Once the emergency is over, there are many tasks that need to be completed. First and foremost, communicate with parents. I highly suggest having a pre-formatted template letter for parents. That way, you can easily insert facts, dates, and times and then quickly print and send the letter home with students.
3. Plan for extra help for lockdowns.
Again, because news spreads fast, ensure you have a plan for assistance, especially if you are the only site administrator. Parents will be worried, and some react by coming to the school. Once the emergency is over, many will likely want to pick up their students right away. In addition to parents, you will most likely have news media on site. You will need additional administrators to help manage information gathering and dispersement. The more plans you have in place, the better your autopilot will operate.
4. Have dismissal signs and protocols ready.
Once you’ve planned how you will release students, make sure you have pre-made signage to post around the entrances to campus. In your post-emergency protocol, you may choose to keep the office closed until all tasks are complete. In this case you would want some pre-made signs that say, “We are in post-emergency protocol. Students will be released to parents once protocol is complete.”
5. Post master school enrollment lists in common areas
Sometimes students end up locked down in common areas of the school––the cafeteria, computer lab, or library, for example. Rather than having to write out each student’s name, it would be helpful to have a master list of students in each room. Then, you’ll be able to simply highlight all students that are present. This is also helpful when cross-referencing classrooms to make sure all students are accounted for.
6. Develop activities to keep students busy during a lockdown.

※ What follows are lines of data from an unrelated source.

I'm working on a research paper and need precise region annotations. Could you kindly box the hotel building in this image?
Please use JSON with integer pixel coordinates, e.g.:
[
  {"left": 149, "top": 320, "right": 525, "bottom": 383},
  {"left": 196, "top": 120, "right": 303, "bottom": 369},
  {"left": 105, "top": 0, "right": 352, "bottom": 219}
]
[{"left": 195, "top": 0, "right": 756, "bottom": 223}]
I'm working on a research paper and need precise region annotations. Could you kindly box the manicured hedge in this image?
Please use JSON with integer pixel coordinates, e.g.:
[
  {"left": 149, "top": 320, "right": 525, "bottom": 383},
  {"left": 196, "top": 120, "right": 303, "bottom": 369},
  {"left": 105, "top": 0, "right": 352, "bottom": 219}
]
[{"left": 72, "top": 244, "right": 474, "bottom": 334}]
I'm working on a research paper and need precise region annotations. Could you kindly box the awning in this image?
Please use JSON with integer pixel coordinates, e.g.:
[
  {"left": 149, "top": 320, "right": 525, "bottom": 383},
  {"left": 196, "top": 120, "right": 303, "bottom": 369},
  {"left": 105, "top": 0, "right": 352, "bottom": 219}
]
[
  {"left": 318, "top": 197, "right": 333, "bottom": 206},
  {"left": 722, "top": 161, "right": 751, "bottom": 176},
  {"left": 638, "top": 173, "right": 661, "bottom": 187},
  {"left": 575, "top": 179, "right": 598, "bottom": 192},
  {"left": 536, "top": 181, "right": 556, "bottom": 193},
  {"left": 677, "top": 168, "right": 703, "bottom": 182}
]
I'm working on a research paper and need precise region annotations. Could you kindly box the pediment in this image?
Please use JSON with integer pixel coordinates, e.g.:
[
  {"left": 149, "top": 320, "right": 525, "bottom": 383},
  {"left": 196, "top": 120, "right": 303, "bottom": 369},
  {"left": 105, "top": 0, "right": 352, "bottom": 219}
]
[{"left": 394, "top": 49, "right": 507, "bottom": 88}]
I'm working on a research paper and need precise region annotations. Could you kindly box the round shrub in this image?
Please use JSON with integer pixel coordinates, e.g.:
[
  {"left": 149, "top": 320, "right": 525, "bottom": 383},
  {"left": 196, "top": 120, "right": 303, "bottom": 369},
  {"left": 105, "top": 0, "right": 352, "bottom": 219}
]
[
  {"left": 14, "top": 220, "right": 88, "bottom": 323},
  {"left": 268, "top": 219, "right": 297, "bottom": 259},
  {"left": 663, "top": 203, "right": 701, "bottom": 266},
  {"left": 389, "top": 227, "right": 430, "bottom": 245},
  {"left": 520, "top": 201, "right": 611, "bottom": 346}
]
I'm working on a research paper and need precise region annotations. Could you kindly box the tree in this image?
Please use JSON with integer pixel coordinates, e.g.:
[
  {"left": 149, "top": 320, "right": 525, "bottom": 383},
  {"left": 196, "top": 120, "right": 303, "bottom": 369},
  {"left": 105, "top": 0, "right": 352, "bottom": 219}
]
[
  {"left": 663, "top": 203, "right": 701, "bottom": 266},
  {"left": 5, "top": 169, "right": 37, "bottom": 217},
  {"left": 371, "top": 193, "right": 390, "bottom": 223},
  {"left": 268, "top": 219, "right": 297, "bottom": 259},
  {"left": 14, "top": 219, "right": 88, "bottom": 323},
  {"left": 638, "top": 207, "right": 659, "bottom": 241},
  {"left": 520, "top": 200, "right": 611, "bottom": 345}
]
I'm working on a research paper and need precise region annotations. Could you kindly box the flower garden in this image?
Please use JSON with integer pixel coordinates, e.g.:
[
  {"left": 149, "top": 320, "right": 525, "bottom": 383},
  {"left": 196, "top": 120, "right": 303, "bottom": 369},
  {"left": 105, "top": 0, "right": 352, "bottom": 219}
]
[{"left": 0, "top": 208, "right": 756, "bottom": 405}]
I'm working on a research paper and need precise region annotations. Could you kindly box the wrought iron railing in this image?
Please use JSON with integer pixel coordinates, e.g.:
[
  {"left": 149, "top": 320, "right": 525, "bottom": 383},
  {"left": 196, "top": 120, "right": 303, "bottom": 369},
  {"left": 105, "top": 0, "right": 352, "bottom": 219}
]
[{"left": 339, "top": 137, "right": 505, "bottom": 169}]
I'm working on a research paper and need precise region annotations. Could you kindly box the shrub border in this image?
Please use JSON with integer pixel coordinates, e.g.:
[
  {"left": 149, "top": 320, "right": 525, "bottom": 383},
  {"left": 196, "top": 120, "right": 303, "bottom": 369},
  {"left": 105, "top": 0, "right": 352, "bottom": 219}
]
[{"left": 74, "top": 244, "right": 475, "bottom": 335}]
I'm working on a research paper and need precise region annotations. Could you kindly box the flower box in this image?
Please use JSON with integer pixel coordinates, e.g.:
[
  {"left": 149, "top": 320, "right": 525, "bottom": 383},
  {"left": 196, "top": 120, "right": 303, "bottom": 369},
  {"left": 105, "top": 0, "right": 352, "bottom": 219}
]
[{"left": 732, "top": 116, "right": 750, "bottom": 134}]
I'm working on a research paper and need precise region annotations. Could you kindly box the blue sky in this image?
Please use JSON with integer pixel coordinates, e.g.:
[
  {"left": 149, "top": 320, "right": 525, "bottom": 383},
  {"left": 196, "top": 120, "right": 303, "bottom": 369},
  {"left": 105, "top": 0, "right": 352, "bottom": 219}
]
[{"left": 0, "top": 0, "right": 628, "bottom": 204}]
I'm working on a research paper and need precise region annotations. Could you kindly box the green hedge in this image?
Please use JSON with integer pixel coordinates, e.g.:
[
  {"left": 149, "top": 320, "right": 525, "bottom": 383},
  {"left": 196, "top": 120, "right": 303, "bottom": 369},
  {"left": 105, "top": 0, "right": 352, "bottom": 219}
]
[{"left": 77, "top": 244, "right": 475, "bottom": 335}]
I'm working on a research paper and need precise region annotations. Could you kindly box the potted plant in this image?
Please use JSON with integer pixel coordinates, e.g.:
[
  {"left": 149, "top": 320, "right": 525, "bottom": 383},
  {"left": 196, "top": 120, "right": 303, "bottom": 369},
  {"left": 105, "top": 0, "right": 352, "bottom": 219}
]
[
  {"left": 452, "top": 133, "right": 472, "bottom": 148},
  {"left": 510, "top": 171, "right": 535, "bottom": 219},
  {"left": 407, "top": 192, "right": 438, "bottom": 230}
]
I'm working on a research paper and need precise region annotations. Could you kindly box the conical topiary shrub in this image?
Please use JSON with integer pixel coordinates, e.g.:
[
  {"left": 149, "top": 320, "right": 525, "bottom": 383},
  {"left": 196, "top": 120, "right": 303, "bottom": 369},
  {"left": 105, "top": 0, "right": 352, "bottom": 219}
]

Similar to having first aid kits in each classroom, it’s helpful to plan student activity kits. For elementary, coloring books, blocks, crosswords, and a list of directions for interactive games, such as Heads up, Seven up, etc., are helpful for passing the time. It might even be a great time to remind kids of mindfulness activities designed to calm them down.

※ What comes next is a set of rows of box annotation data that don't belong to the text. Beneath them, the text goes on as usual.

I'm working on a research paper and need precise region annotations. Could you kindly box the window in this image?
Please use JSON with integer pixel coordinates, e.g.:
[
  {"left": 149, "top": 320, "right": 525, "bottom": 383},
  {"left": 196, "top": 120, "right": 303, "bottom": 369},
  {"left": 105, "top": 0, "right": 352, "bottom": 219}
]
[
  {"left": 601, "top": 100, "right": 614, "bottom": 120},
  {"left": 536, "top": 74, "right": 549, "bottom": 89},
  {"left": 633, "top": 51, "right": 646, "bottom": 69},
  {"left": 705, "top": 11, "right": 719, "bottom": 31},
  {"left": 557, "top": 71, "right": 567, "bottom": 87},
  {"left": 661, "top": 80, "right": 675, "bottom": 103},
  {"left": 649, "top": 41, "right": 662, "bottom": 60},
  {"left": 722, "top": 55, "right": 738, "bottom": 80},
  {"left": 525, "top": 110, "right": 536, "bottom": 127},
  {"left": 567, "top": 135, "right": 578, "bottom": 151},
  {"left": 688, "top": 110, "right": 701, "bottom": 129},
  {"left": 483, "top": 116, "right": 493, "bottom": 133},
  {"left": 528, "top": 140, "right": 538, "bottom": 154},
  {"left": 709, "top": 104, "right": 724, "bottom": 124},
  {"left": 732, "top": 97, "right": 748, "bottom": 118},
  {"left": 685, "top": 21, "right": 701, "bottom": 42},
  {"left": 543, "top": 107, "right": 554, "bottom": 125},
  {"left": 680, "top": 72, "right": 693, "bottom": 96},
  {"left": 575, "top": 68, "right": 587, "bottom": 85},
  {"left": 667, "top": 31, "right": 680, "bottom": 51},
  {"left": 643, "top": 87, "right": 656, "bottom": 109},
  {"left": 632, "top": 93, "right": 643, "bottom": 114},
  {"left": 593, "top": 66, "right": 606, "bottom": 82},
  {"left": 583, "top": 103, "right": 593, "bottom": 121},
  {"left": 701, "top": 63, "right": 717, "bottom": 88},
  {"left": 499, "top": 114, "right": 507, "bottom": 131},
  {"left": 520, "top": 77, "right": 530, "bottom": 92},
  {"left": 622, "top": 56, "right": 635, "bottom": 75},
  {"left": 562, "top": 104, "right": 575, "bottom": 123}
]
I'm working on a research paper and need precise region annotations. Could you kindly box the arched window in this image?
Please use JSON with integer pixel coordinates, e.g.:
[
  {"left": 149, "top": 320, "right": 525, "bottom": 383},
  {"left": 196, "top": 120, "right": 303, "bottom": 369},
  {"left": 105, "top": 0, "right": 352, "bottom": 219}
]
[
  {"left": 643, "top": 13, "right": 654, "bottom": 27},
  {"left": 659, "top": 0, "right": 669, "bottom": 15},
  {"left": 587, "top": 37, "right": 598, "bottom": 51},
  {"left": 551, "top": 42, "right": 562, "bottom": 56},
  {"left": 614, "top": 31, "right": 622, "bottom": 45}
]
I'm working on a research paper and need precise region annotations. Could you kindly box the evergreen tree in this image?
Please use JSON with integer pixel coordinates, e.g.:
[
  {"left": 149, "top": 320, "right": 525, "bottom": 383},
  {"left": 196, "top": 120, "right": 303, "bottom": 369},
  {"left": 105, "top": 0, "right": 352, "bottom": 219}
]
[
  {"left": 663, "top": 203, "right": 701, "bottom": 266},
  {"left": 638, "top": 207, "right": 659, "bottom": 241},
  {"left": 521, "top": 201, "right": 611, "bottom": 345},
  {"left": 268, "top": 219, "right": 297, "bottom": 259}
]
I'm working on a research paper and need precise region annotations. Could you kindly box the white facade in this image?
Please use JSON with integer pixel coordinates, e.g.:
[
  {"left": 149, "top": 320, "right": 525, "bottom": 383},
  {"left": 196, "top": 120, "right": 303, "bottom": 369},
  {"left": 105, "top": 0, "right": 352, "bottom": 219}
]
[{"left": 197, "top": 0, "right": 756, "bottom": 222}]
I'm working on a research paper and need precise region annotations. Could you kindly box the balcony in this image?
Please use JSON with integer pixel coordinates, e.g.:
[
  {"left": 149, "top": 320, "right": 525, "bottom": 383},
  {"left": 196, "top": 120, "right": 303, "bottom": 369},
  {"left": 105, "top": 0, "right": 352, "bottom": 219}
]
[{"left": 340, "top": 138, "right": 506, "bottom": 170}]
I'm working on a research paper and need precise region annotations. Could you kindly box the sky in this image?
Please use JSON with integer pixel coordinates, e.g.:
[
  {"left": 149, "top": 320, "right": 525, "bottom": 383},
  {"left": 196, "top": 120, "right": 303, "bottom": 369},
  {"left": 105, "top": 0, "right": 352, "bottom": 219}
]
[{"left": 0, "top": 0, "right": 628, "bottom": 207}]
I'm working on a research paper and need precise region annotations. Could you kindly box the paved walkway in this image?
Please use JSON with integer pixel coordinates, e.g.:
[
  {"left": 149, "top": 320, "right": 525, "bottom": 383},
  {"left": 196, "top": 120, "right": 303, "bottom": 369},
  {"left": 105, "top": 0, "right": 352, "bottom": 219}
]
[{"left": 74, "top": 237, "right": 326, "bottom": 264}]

7. Consider best methods of communication.
In this day and age, school community members want information ASAP. If information is not given to them, they will take it where they can get it. It is important to communicate student safety as soon as possible to ease concerns. Using Facebook, Twitter, or an app such as Remind or Bloomz can be very helpful in getting brief messages out to ensure parents of students’ safety and to request that parents limit their calls to the school while you handle the emergency. Assurance that a full statement will follow as soon as possible is integral in that message as well.
8. Give updates to students and staff every 15 minutes.

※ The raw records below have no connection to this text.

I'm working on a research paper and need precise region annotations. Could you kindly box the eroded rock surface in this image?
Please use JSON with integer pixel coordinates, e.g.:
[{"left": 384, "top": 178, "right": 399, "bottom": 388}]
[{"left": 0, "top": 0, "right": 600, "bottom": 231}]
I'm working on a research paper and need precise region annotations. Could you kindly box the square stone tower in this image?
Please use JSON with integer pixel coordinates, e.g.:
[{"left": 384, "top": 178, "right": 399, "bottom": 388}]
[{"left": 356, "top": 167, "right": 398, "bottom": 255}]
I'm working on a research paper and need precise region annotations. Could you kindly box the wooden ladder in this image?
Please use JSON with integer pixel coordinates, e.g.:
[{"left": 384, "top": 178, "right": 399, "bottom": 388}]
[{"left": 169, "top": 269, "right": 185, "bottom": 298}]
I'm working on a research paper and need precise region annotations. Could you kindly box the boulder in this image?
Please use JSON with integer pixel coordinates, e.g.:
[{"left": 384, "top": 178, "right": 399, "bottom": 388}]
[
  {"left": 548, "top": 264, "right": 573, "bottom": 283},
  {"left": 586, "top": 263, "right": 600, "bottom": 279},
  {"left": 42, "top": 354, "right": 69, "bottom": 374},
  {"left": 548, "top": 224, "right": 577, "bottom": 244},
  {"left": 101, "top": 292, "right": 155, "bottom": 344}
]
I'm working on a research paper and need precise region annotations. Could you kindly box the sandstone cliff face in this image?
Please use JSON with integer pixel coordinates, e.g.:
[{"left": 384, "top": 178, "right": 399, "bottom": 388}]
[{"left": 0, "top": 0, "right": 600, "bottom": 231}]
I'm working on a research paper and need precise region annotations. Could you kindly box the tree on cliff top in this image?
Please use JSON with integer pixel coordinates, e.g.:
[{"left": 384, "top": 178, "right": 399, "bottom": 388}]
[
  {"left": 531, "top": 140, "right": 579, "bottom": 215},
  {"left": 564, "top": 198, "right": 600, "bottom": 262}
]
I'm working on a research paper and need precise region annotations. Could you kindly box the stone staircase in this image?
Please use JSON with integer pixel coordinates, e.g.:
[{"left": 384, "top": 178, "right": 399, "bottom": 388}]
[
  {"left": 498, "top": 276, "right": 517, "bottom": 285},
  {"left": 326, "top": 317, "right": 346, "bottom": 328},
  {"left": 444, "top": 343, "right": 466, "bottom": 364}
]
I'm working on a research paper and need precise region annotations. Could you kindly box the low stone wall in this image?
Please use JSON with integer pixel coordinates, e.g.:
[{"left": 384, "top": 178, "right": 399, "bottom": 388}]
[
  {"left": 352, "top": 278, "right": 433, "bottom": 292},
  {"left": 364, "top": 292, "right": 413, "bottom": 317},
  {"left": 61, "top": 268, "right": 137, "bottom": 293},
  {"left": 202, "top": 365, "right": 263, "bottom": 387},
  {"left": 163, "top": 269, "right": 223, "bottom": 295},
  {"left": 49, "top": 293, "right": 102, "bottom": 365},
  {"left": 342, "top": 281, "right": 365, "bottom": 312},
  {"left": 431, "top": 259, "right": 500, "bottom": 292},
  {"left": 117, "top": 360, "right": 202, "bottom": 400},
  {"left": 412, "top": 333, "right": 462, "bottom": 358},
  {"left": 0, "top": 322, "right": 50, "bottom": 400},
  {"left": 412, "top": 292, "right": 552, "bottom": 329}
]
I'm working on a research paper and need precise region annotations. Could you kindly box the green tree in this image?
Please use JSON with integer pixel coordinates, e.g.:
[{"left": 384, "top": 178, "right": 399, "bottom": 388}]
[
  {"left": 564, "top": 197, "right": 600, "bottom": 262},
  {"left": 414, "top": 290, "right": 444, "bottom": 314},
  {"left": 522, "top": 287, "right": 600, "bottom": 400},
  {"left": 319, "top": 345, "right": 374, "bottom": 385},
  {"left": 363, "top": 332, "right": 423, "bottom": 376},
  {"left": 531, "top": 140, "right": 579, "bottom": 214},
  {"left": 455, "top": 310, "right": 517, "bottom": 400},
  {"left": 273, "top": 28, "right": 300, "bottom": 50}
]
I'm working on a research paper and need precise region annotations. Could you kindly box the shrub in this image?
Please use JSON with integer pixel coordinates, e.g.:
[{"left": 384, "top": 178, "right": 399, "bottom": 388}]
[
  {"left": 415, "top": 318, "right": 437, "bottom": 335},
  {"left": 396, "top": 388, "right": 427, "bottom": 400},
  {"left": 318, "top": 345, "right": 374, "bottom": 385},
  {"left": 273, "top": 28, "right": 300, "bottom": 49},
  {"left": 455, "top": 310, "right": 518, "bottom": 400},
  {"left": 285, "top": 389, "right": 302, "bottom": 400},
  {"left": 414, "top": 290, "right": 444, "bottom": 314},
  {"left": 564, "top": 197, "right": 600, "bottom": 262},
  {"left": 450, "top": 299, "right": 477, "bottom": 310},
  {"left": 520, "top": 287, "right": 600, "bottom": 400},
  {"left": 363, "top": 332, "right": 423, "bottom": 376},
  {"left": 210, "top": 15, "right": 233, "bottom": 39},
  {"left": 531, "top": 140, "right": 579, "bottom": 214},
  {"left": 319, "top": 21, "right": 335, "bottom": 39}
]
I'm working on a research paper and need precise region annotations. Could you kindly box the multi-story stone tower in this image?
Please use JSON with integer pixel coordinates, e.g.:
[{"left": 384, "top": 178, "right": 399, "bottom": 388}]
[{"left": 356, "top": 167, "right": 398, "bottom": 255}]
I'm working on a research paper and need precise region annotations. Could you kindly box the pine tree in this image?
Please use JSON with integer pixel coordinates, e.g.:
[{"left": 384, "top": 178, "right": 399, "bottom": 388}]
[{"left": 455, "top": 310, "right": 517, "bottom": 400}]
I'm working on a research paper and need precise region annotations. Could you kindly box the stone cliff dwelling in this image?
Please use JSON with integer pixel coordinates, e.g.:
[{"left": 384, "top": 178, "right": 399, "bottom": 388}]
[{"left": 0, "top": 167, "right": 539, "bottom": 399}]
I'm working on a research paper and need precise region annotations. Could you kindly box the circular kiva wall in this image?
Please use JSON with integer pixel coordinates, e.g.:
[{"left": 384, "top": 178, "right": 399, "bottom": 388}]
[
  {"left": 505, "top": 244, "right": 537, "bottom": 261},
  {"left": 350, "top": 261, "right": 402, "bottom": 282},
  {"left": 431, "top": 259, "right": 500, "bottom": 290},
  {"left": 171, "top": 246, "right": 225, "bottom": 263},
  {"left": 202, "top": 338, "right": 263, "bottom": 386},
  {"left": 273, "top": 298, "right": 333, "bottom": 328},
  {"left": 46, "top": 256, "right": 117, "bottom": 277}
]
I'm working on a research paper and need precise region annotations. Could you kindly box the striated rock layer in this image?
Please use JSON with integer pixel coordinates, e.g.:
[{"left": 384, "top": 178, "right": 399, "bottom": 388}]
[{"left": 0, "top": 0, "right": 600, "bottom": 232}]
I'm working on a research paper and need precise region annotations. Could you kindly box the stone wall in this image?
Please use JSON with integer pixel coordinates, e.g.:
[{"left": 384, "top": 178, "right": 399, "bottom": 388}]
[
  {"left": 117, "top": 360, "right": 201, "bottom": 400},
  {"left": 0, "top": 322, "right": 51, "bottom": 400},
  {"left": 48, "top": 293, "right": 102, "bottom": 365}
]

One thing that has come up regularly since the lockdown was how safe the students and staff felt every time I reassured them over the intercom. I made brief announcements every 15 minutes to remind them that we were still in lockdown, police were on the scene, and all was safe. I recommend setting a timer to make sure you remember this important activity.
9. Debrief as soon as possible.
Teachers will need time to process and prepare for students returning the next day. Consider having a ready-made debriefing activity that can be modified by age. In addition, it is very important to share the facts around the situation to dispel any rumors or misinformation. Try to get this out as soon as possible so teachers have time to prepare. Teachers can choose their own activities if they wish, but having something prepared ensures that students are debriefed adequately. I would consult your school counselor to prepare this and be sure a counselor is on site for the full day.
Allow staff to share what they learned and note information that may need to be conveyed to parents––police entering classrooms or using bathrooms during a lockdown. Be sure to ask your staff what they need from you and make yourself available for private conversations that evening, as necessary.
10. Take a little time for yourself
In times like these our intellect and former training take over. Everyone will be looking to you for direction––often all at once. Center yourself by taking 30 seconds for a few deep breaths and to close your eyes. Yes, time is of the essence, but you need to ensure you are thinking clearly and following protocols. The time you take for yourself will help your decision-making process in the end.